In Scenario Two's quantitative analysis, Goldman Sachs assumes an annual reduction in Reality Labs' expenses by approximately high single-digit to low double-digit percentages, with 10% of the savings being reinvested in the business. This scenario's potential boost to GAAP earnings per share from 2026 to 2028 falls within the low to mid-single-digit percentage range, indicating moderate elasticity but a clear positive direction.
Goldman Sachs' assessment is that Meta's move essentially involves deprioritizing traditional VR within Reality Labs to channel more resources towards AI integration and augmented reality (AR).
Foundational Model Delay: The Timeline Was Always Expected
The New York Times reported that the public release of the latest foundational models from Meta's Superintelligence Lab may be postponed.

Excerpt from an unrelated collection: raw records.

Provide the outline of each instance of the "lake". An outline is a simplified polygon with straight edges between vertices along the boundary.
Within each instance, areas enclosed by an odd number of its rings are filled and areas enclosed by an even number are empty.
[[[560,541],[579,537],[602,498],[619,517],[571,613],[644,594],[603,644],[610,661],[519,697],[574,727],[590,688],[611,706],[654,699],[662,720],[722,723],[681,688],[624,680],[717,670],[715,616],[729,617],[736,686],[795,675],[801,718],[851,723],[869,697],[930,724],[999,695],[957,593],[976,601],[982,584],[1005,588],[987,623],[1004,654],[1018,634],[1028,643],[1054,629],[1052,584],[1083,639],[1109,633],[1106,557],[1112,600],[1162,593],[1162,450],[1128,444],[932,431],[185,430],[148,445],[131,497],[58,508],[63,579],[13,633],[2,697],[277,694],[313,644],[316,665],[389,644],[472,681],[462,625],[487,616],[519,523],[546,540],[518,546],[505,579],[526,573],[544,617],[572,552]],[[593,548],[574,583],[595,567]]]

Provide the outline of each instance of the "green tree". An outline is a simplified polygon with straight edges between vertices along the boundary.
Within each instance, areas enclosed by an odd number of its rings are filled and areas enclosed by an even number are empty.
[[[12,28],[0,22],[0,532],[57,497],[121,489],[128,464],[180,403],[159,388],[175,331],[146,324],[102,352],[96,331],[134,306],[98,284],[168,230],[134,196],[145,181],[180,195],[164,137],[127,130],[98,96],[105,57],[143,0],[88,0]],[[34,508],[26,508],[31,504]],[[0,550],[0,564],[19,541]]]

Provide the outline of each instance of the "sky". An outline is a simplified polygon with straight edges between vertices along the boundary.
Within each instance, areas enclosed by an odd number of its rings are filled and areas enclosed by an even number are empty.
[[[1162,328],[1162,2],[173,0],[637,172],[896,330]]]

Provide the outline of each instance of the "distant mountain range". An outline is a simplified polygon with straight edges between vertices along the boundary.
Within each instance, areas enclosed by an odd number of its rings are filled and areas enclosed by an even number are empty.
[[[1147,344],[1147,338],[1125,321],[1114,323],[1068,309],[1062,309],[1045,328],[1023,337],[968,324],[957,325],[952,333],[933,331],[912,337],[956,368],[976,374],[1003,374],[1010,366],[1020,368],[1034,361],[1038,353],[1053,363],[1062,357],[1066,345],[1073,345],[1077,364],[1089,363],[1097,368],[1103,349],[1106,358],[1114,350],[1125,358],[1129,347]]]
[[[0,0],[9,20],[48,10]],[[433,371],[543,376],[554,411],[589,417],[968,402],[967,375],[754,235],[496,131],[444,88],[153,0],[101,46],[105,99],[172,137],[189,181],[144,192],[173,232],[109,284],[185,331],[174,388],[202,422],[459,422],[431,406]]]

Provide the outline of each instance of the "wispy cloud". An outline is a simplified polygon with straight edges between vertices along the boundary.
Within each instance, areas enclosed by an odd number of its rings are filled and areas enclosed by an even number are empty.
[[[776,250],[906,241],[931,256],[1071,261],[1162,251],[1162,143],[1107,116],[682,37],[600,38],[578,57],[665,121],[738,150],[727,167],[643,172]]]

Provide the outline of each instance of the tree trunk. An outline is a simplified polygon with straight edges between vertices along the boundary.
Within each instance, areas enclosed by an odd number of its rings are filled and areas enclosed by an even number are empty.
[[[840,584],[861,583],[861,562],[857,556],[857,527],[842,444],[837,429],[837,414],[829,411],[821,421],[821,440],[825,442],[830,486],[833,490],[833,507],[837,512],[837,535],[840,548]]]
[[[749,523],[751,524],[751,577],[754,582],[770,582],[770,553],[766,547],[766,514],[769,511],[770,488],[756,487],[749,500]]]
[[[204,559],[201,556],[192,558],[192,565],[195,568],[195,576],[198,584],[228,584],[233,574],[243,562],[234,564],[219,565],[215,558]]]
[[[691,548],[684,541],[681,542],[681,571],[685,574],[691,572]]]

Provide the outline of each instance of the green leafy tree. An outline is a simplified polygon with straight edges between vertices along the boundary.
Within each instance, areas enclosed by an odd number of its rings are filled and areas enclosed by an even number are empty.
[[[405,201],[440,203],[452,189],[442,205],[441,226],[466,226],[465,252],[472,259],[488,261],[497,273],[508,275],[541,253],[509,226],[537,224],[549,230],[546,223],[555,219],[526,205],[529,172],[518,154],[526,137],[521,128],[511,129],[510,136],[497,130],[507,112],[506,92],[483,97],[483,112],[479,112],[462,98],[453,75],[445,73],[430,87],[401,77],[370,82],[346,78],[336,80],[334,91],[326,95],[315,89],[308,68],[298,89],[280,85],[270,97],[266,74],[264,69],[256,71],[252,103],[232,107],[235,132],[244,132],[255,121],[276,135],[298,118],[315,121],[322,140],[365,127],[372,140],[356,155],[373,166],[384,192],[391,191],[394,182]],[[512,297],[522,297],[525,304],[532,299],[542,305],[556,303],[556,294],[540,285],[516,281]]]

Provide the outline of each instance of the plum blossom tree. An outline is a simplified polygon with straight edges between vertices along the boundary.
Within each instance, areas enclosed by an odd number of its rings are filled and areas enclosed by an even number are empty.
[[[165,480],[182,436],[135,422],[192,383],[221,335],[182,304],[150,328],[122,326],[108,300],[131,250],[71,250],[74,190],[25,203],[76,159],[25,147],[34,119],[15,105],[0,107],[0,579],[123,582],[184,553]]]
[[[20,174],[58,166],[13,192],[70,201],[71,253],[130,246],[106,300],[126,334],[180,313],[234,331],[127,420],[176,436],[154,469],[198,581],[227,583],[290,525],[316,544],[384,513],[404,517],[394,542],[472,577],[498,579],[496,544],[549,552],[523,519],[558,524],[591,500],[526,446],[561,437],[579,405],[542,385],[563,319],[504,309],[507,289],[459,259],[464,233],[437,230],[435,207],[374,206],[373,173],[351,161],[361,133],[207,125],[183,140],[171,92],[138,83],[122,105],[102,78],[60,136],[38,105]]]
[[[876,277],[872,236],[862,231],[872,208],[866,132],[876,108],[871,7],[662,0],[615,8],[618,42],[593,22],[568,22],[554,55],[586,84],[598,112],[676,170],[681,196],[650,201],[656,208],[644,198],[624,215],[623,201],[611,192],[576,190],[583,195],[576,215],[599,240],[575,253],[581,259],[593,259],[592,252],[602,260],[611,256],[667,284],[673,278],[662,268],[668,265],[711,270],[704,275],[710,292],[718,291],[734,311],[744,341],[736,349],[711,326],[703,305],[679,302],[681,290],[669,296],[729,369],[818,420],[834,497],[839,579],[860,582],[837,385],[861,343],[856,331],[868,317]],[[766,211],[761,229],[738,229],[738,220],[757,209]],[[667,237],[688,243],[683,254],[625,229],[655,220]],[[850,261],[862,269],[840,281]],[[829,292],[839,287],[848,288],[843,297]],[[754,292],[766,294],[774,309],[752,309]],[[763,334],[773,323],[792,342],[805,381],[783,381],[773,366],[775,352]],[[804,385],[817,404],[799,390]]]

In response, Goldman Sachs stated that this timeline has never exceeded their expectations. Considering that the Superintelligence Lab was established in mid-2025 and has been operational for less than a year, compared to leading model institutions like Google DeepMind, OpenAI, and Anthropic, which have been deeply involved for many years, Meta will require at least 9 to 12 months to showcase initial results in the public domain.
Goldman Sachs reiterated its anchor on Meta's management's public statements: the release of foundational models and the implementation of AI strategic pillars (such as computing power deployment, agent products, etc.) will primarily occur in the second half of 2026 through 2027, with the first batch of models being just the beginning, and will undergo continuous iteration and evolution over several years.
The firm believes that measuring the progress pace of Meta's Superintelligence Lab based on its founding time and applying market expectations for OpenAI and Anthropic inherently creates a benchmark deviation.
Three Scenario Calculations: Different Paths to Unlocking EPS Elasticity
In its report, Goldman Sachs constructed three "blue-sky scenarios" to quantify the potential impact of different cost optimization paths on profitability, explicitly stating that these are not baseline forecasts and actual results are subject to multiple variable influences.
Scenario One (adjusting personnel scale and per capita costs) shows the most significant boost, with a potential EPS increase of over 10% in 2026 and exceeding 20% in 2027-2028.
Scenario Two (cutting Reality Labs expenses) offers relatively limited elasticity, with EPS boosts for the three years falling within the low to mid-single-digit percentage range.
Scenario Three (zero growth in non-D&A operating expenses over the next three years) has the largest theoretical elasticity, potentially leading to an EPS boost of over 30% in 2026 and an upward space of approximately 40% to 50% in 2027-2028. However, Goldman Sachs classifies this as the least probable scenario—key constraints include persistent salary inflation for AI and machine learning positions, and continued growth in the company's total employee count over the long term.
Goldman Sachs points out that Meta's existing cost structure possesses ample profit elasticity, and any management initiatives aimed at balancing efficiency and growth investments have the capacity to continuously drive upward revisions in EPS expectations over the coming years, rather than downward pressure.